Home Affairs, ASIO and the Australian Signals Directorate have provided the federal government with a confidential review as the basis for a strategy to combat risks of personal data theft and fraud by foreign-owned app entities.
They have noted the “lack of transparency” about the data the apps collect and pass on to other entities, as well as the potential for misuse.
Critically it notes there is a limit to how much government and agencies can do and responsibility rests with Australians to be aware and protect themselves against cyber fraud by both foreign state actors and criminals.
Home Affairs has been given specific funding for a public awareness campaign on the risks attached to social media apps, specifically those foreign owned, like the video-sharing app TikTok (China) and the photo filter FaceApp (Russia).
Prime Minister Scott Morrison has indicated the government is unlikely to ban TikTok but said consumers should understand where their data is going.
Senate Foreign Affairs, Defence and trade committee member Liberal Senator Concetta Fierravanti-Wells, citing TikTok and ByteDance, told parliament it was time for the sinister nature of some social media apps be made more broadly known, in an “in-your-face” commercial television campaign like the Grim Reaper AIDS TV and print advertisements, which scared a generation into action.
The senator has led warnings about Chinese Government influence since 2016, when as Minister for International Development and the Pacific, she first flagged China’s push into the region and “debt trap diplomacy” ensnaring Pacific nations.
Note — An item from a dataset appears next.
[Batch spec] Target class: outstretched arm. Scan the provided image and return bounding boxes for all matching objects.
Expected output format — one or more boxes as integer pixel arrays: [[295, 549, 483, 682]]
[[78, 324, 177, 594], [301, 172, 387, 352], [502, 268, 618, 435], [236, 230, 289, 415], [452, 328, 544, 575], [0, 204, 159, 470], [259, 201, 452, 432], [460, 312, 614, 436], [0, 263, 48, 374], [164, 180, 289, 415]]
“I think the apps are a real worry and I don’t think people quite understand these organisations. This is not a cutesy kind of platform. There are sinister intents apart from some of the content on there; this is the way the Communist regime monitors conversations,” she told News Corp Australia yesterday.
That content has included a filmed suicide and other shocking embedded footage maliciously uploaded.
TikTok executives in Australia have denied user data is passed onto the Chinese Government.
ASD director general Rachel Noble confirmed to parliament in evidence the agency had provided some broad public advice but Home Affairs was “thinking deeply about the most important and urgent messages to get out to Australians to protect themselves”.
“It’s important to remember that all social media apps’ business model is to monetise your personal information that you provide them but also to on-sell the nature of your activity and engagement — what are you looking at? What do you look at most? Who are you pushing your information to? Who responds to that? That is a big money-making business model. Our advice really encourages people to consider that and proceed with great caution.”
A social media inquiry currently underway is looking at the online spread of misinformation by foreign actors.